The Phoenix Law Read online

Page 7


  Alisha slipped around the corner, avoiding floodlights as she unwrapped the piton rope, then followed the arc of light back, swinging her weighted cord. One chance in the dark and rain. Missing would spell disaster. Then don’t miss, Leesh.

  Rain spattered in her eyes as she let go the weight, claws soaring upward with a whistle of wind. The clank of landing sounded hideously loud in her ears, but one firm tug told her the claws had caught, and there was no time to investigate whether anyone else had heard. Between the rope and the pebbled gloves that helped her cling to the wall, Alisha scrambled up to the window in seconds, pulling the cord behind her. She pushed her sleeve back, cupping her hand over the watch on her wrist to check the seconds, though the numbers counted off at the back of her mind, steady as a metronome. Her heartbeat was even, as if she was on a stroll in the park, not scaling factory walls. Five seconds. She slipped a lock pick from inside her other sleeve at three seconds, and jimmied it beneath the window at zero. The lock itself was simple, and she would know within a handful of seconds whether Lilith had successfully disabled the alarm system.

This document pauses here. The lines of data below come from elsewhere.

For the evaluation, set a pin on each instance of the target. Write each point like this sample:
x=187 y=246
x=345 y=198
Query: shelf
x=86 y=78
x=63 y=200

  Seven seconds later Alisha slid inside, lowering herself to a metal catwalk as she closed the window behind her. Only then did her heart rate leap, part triumph and part relief. A trill of laughter lodged in her throat, silenced by a decade of training. There were two levels to explore; gloating over making it in safely was premature. Alisha cast a glance at a security camera in the nearest corner and hoped Lilith had been able to loop the tapes in her seven-second glitch as she predicted she would. Once more, Alisha would know soon enough if the AI had failed. Still on tip-toe, she darted through the nearest set of double doors, exploring the facilities.

  Lilith had fed back the tapes to one of the terminals at the London computing facility, finding almost nothing of interest. Almost: there was an extra twenty feet of building, four stories high, that didn’t show up anywhere on the security cameras. Reichart clearly wasn’t in any of the well-filmed areas of the factory, but that semi-secret stretch offered not only a chance he’d been abducted and held there, but flat-out piqued Alisha’s curiosity. Nosy, her mother had teased, when Alisha was a teen. Actively interested in the community around me, Alisha’d argued good-naturedly. Whatever name it was given, curiosity was a powerful tool and a good trait in a spy. It made her explore the possibilities beyond the outlines of her mission, and while that could get her in trouble, it also reaped benefits.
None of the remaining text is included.